This study aims to systematically evaluate the clinical research landscape of selective RET inhibitors in the treatment of thyroid cancer. We systematically searched 16 global clinical trial registries up to March 21, 2025. Our strategy aimed to cover representative registries across six continents, thereby maximizing retrieval comprehensiveness and minimizing publication bias. The core search encompassed primary registries recognized by the World Health Organization’s International Clinical Trials Registry Platform (WHO ICTRP), such as ClinicalTrials.gov. To increase the coverage of trial information from key regions, we supplemented the search with regional official platforms, including China’s National Medical Products Administration (NMPA) Drug Clinical Trial Registration and Information Disclosure Platform, the Hong Kong Clinical Trials Register, and the African Clinical Trial Registry, among others (Figure 1A). The inclusion of all registries was based on the objective criteria of “public accessibility” and “data availability”.

Figure 1

Figure 1. Clinical trial sources and inclusion and exclusion flowchart.

The search was conducted via the core keywords “thyroid cancer” and “selective RET inhibitors” via the Medical Subject Headings (MeSH) in PubMed/MEDLINE and the Emtree thesaurus in Embase. The initial search identified 252 candidate studies.

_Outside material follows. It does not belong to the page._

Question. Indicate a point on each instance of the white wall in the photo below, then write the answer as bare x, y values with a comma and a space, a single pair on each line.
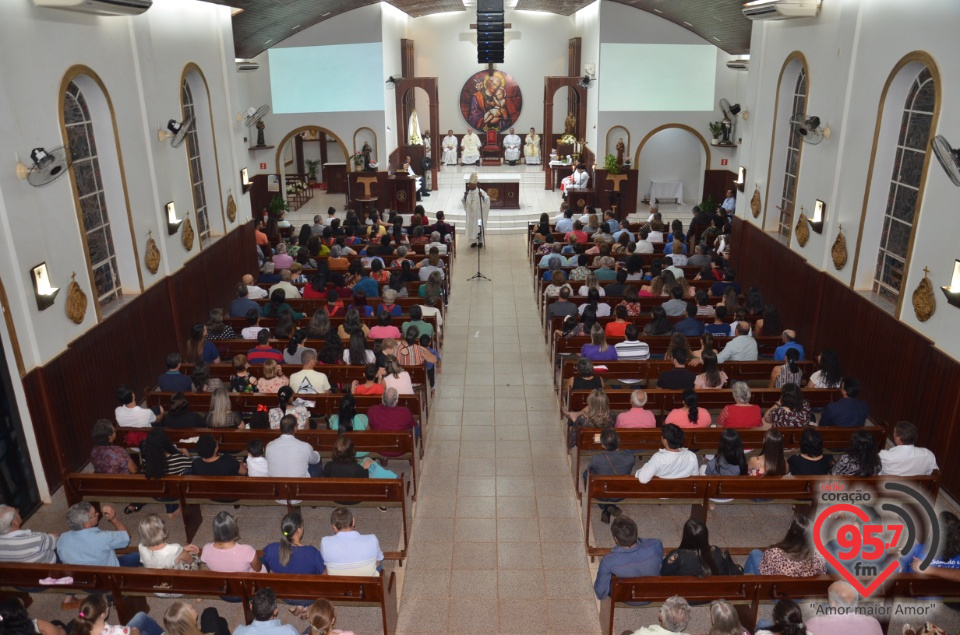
673, 154
851, 49
140, 61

Study screening was performed independently by two investigators (Zhou and Cao) according to the following procedure (Figure 1B):

(1) The screening of studies was based on the title, interventions, and medical conditions; those clearly not meeting the inclusion criteria were excluded. The inclusion criteria were defined as clinical studies involving thyroid cancer and evaluating RET-targeted therapy. The exclusion criteria comprised studies unrelated to thyroid cancer or those not involving RET-targeted therapy. Additionally, due to potential inconsistencies or incomplete recording of trial identifiers (e.g., NCT numbers) across different databases or registries, it was difficult to directly and accurately identify and merge duplicate records at this preliminary screening stage.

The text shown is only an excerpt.